A panel of those participants told an audience at Brigham Young University on Thursday that Smith's life and unique contribution to American religious history will continue to be the subject of scholarly inquiry and debate — not all of it "faith-affirming" in the sense that members of The Church of Jesus Christ of Latter-day Saints have grown accustomed to hearing in church.

"We need to navigate the dangerous task carefully between the world of academia and the world of devotion," said Jack Welch, BYU law professor and symposium co-planner.

During Thursday's conference post-mortem, Welch said many scholarly divides came out of the conference, including questions about how or if Smith was created by his environment, about whether he should be examined in the same way other American religious leaders have been, about how much Smith knew about his "mission," and whether it's responsible to compare Smith with other religious figures of his day.
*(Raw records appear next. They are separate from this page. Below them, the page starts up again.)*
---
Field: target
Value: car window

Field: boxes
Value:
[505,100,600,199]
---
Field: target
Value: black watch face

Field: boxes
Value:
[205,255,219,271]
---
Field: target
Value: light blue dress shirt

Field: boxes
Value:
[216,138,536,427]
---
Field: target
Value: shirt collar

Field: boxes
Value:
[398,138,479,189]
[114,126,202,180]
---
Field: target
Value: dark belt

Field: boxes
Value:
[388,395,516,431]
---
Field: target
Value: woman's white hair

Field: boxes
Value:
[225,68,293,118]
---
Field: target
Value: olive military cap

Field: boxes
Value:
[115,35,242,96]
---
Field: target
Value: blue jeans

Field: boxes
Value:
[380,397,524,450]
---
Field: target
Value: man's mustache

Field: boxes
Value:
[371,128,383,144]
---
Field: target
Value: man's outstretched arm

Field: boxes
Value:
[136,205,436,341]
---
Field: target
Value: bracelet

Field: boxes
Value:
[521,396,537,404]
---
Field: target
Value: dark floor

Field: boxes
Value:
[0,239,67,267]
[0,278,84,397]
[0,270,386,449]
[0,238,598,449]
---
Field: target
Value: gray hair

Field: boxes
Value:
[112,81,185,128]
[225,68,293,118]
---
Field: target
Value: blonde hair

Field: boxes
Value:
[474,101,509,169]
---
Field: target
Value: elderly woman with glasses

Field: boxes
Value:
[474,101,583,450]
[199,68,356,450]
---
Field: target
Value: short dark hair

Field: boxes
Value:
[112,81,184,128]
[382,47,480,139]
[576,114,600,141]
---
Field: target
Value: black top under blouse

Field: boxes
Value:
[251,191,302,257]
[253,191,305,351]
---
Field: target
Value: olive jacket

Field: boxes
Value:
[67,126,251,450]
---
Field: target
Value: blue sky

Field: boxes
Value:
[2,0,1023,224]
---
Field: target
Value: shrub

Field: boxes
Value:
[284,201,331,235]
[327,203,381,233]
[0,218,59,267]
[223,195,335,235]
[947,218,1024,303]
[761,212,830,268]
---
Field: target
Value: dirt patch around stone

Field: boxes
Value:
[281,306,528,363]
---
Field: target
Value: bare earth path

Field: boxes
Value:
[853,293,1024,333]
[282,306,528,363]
So many of those who attended the conference were LDS, Welch said, that in hindsight, he wished more non-LDS scholars had been invited.

Bob Millet, who holds a chair in religious understanding at BYU, said that while many Latter-day Saints may take umbrage with people who are fascinated by LDS theology and scripture but have a hard time accepting Smith, "I take it as a compliment that they're actually thinking seriously" about Smith, whose non-Mormon contemporaries considered him a fraud.

"You have to put yourselves in their position and ask how you would view a foreign prophet if you were a Methodist." Millet said scholars of American religion see him as an important historical figure as they examine what Smith accomplished during his lifetime, rather than focus on the truth of his claims.

Richard Turley, managing director of the LDS Church's Family and Church History department, said LDS officials wondered how LDS and religious scholars would respond to the bicentennial celebration of Smith's birth. An exhibit at the Museum of Church History and Art on Smith broke attendance records, drawing 400,000 people during its run there.

From a scholarly perspective, officials were pleased that so many non-LDS scholars were eager to participate in examining Smith's life.

Turley and other participants lauded Jim Hutson, director of the manuscript division at the Library of Congress, who worked with Welsh to put the conference together and mount an exhibit of the library's LDS documents during the symposium. They included the first printed document ever produced by Joseph Smith — a title page to the Book of Mormon registered with the Library of Congress — as well as a first edition copy of the Book of Commandments.

A new book edited by Welch, "The Worlds of Joseph Smith, "contains photos from the exhibit as well as the text of papers presented during the symposium.